In October 2014, Fifth Street Asset Management completed its initial public offering and is currently listed on the NASDAQ(NASDAQ: FSAM). The company had initially withdrawn its initial public offering, only to then amend it on October 28 and reduce the initial offering by 50 percent. Originally, the company planned to issue 8 million shares at between $24 and $26 per share.
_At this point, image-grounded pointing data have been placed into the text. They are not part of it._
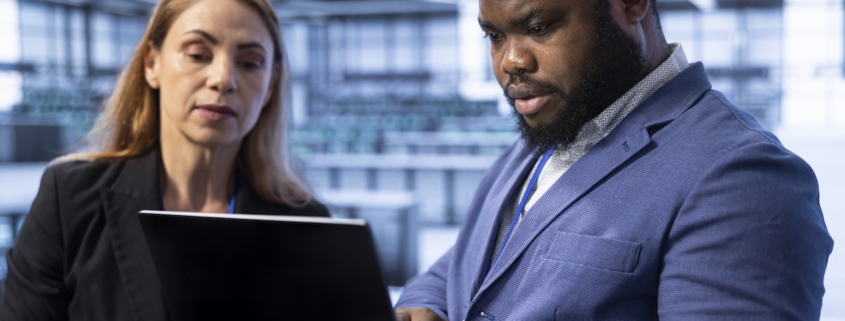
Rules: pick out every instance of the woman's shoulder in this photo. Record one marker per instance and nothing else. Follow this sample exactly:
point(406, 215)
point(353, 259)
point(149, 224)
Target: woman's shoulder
point(82, 172)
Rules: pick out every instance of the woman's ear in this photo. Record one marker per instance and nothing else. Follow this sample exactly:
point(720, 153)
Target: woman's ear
point(151, 66)
point(275, 78)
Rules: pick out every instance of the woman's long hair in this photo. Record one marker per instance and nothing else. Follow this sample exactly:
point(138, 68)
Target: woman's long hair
point(129, 125)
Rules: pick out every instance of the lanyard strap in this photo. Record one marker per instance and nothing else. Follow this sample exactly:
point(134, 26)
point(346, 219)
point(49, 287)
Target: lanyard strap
point(519, 209)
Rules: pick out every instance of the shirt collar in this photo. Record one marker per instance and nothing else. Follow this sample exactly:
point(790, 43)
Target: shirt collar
point(604, 123)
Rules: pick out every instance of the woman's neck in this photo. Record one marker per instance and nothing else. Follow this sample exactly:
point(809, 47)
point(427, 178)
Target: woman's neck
point(197, 178)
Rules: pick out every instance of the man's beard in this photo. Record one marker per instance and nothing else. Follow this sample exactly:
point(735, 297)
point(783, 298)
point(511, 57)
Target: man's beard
point(614, 66)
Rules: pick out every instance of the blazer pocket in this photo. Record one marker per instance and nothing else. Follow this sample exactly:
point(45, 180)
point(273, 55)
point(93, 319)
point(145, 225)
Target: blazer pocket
point(594, 251)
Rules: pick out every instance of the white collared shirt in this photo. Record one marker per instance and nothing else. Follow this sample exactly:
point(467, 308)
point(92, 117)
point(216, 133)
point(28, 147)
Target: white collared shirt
point(592, 132)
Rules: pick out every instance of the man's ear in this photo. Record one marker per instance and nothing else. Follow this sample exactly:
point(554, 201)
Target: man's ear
point(152, 64)
point(635, 10)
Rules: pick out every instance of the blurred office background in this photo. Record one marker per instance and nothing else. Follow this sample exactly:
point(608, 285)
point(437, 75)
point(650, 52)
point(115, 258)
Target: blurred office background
point(395, 114)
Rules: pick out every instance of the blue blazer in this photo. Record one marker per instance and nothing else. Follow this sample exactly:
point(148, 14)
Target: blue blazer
point(688, 210)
Company shares declined 21 percent to $13.37 on its first day of trading after opening at $17 per share.

Total revenues increased by 4.6%, or $1.1 million, to $24.9 million for the quarter ended March 31, 2015, as compared to $23.8 million for the quarter ended March 31, 2014. The growth in total revenues was driven by a 22.4% increase in year-over-year fee-earning AUM. Management fees (which include base management fees and Part I fees) for the quarter ended March 31, 2015 were $23.6 million, or 94.8% of total revenues.

On July 14, 2017, Oaktree Capital Management announced it would assume management of Fifth Street's two business development companies, Fifth Street Finance Corp and Fifth Street Senior Floating Rate Corp. Oaktree renamed the two funds Oaktree Specialty Lending Corp and Oaktree Strategic Income Corp, respectively. The transaction closed on October 17, 2017.

==Recognitions==
Fifth Street Finance Corp. has received an investment grade rating from Standard & Poor's and ranks among the top Business Development Companies based on its market capitalization.
Fifth Street received the 2014 ACG New York Champion's Award for "Senior Lender Firm of the Year" and was named in 2013 the Mergers & Acquisitions M&A Mid-Market Lender of the Year.

==Local involvement==
Fifth Street Asset Management, together with GE, Ernst & Young, KPMG and UBS help sponsor the Junior Achievement program for young Connecticut entrepreneurs.